For those who have not yet delved deeply into the topic of Data Science: How would you explain to a child what you are working on?

In my research field, many people are trying to ensure that computer programs make good decisions. Imagine, for example, a computer decides whether you get some extra help in a difficult class in school. Of course, you wouldn’t want the computer to decide based on your skin tone or the colour of your hair. Instead, we want to make sure that those who need extra support are correctly assigned by the computer and receive help, independent of attributes that should not matter for such decisions.          

Everyone talks about Data Science – how would you describe the importance of the topic for yourself in three words?

statistics + computer science + ambiguity

What points of contact with Data Science does your work have? Which methods do you already use, and which would be interesting for you in the future?

We use various machine learning methods in the Fair ADM project to build algorithmic profiling models. An interesting aspect is that modern data science tools can be paired with “old” or traditional data, and oftentimes we see that this can improve things, e.g., with respect to prediction performance. However, the question is whether this still holds true once we take a closer look into subgroup performance, or consider interpretability. In the future, I think it will be interesting to (empirically) evaluate the use of data science methods to improve the allocation of, e.g., labor market programs or other support measures for unemployed individuals, with respect to both performance and fairness.     

How high is the value of Data Science for your work?
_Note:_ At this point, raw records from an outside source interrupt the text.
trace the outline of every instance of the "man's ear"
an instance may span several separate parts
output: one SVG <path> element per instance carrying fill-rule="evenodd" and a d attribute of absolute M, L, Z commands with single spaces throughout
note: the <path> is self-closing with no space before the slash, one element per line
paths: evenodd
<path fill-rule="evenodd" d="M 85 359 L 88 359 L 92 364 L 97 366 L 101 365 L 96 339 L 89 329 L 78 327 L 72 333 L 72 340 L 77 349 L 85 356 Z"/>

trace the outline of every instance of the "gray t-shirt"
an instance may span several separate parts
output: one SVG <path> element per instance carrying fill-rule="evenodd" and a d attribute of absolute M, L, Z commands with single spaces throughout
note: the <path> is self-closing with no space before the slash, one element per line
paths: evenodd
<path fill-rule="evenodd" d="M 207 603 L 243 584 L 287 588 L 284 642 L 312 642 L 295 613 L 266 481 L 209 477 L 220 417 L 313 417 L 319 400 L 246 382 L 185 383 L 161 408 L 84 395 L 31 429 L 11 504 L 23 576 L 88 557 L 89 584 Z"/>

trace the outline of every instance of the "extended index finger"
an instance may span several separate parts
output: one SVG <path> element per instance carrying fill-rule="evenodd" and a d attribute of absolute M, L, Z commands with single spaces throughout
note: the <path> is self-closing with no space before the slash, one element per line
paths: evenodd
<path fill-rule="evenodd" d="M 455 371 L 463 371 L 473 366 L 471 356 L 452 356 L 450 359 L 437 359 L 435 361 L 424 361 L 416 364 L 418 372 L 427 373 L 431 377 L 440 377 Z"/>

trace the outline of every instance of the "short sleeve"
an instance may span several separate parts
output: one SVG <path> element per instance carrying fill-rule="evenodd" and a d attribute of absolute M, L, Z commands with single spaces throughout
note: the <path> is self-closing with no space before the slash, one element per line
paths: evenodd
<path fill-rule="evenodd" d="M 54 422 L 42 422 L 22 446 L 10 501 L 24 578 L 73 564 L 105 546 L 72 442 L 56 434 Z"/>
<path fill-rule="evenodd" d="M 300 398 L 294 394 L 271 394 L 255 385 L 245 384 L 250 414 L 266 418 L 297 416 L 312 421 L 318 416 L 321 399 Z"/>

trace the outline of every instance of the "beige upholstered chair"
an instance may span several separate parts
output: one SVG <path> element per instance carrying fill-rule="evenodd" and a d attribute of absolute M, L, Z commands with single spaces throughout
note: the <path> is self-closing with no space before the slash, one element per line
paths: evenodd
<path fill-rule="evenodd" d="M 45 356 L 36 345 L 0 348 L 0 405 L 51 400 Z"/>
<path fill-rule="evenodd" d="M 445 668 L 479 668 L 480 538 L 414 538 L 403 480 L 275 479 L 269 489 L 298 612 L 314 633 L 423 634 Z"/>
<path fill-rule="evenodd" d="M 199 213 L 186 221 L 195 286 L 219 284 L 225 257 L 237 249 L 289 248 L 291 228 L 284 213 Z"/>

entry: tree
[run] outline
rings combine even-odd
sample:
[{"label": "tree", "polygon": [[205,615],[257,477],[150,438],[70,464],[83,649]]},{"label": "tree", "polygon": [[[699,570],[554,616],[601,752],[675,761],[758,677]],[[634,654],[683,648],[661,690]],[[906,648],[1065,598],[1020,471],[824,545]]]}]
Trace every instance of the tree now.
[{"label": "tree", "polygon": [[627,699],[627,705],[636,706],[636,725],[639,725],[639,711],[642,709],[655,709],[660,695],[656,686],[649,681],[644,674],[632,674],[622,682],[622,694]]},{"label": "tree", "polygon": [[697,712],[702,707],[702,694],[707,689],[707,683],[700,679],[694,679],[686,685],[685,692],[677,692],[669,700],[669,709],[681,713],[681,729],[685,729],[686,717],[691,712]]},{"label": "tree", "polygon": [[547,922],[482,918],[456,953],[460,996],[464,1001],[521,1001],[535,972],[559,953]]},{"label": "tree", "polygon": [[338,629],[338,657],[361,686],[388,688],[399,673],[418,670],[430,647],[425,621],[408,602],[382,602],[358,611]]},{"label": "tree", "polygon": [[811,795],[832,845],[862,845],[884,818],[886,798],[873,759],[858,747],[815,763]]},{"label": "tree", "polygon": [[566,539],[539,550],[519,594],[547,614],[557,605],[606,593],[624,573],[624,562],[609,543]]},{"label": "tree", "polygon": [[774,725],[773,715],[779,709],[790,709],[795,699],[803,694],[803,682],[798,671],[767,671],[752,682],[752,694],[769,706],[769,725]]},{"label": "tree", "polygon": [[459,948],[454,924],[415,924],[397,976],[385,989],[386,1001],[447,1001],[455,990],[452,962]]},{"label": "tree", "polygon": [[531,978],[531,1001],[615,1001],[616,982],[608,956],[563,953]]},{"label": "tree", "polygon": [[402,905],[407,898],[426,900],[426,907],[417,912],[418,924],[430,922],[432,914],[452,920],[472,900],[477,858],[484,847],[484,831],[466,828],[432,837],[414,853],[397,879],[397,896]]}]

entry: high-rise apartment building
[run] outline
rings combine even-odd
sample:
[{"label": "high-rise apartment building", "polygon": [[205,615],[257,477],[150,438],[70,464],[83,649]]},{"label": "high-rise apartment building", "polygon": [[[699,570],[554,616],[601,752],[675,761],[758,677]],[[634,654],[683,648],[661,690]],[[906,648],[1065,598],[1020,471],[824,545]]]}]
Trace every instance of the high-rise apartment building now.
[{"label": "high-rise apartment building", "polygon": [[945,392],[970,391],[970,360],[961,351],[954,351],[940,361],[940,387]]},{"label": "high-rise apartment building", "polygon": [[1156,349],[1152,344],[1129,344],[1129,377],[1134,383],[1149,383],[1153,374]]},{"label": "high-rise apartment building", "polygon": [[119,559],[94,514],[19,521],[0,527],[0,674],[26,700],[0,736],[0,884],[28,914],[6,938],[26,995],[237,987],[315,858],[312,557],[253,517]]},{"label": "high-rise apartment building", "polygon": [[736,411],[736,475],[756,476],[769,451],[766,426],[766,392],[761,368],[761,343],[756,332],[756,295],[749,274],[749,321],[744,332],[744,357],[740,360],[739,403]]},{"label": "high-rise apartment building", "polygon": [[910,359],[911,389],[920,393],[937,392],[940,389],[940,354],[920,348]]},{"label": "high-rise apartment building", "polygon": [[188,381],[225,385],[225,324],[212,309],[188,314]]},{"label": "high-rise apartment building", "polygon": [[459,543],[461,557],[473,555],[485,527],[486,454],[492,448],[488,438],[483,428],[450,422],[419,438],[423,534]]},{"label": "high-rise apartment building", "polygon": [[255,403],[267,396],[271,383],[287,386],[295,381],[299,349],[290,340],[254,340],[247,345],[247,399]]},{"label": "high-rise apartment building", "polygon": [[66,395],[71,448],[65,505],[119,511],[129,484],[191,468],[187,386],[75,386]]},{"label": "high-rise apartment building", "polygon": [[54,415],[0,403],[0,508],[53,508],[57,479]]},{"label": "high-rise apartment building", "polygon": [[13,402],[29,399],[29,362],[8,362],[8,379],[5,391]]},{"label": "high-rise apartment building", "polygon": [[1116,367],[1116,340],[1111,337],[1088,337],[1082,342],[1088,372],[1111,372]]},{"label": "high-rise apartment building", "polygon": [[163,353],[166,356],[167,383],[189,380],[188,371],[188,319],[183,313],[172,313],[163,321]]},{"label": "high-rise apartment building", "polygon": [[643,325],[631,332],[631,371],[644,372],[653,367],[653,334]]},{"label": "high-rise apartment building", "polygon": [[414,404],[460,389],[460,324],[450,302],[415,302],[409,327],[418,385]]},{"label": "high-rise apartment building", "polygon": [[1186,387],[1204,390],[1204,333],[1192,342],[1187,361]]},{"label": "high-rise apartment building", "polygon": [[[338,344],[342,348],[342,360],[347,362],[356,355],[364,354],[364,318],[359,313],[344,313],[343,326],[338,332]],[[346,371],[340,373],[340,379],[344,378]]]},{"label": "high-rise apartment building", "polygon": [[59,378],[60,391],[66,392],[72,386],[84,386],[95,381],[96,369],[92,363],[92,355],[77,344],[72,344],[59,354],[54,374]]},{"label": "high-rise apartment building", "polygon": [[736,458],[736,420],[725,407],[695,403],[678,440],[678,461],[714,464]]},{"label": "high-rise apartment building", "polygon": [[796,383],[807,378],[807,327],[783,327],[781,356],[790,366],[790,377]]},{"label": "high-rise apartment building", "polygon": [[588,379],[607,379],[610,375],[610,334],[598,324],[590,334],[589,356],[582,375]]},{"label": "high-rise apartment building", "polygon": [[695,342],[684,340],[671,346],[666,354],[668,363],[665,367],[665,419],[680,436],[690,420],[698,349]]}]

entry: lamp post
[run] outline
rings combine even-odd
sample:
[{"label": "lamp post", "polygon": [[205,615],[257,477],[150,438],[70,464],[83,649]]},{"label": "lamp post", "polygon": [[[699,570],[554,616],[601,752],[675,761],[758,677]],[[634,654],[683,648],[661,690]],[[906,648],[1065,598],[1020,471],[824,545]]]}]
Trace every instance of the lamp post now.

Would your research even be possible without Data Science?

The increasing use of algorithmic decision-making (ADM) in various contexts is inevitably tied to advances in data science methodology. Of course, ADM systems can be implemented in different ways and may draw on various types of statistical models, but the advent of powerful machine learning methods clearly fueled the use of prediction approaches to support decision-making. Since my work is studying social implications of ADM, it is in a sense quite dependent on historical progress in data science and statistics.

What development opportunities do you see for the topic of Data Science in relation to your field?

Having a background in social science and survey methodology, I’m hoping for more interdisciplinary collaborations with a strong focus on data quality in data science contexts. Technical progress is great, but it is also of great importance to develop a joint understanding of the implications of using insufficient training data. I think a lot of work can be done on improving generalizability and representation to promote a safe and reliable usage of data science tools.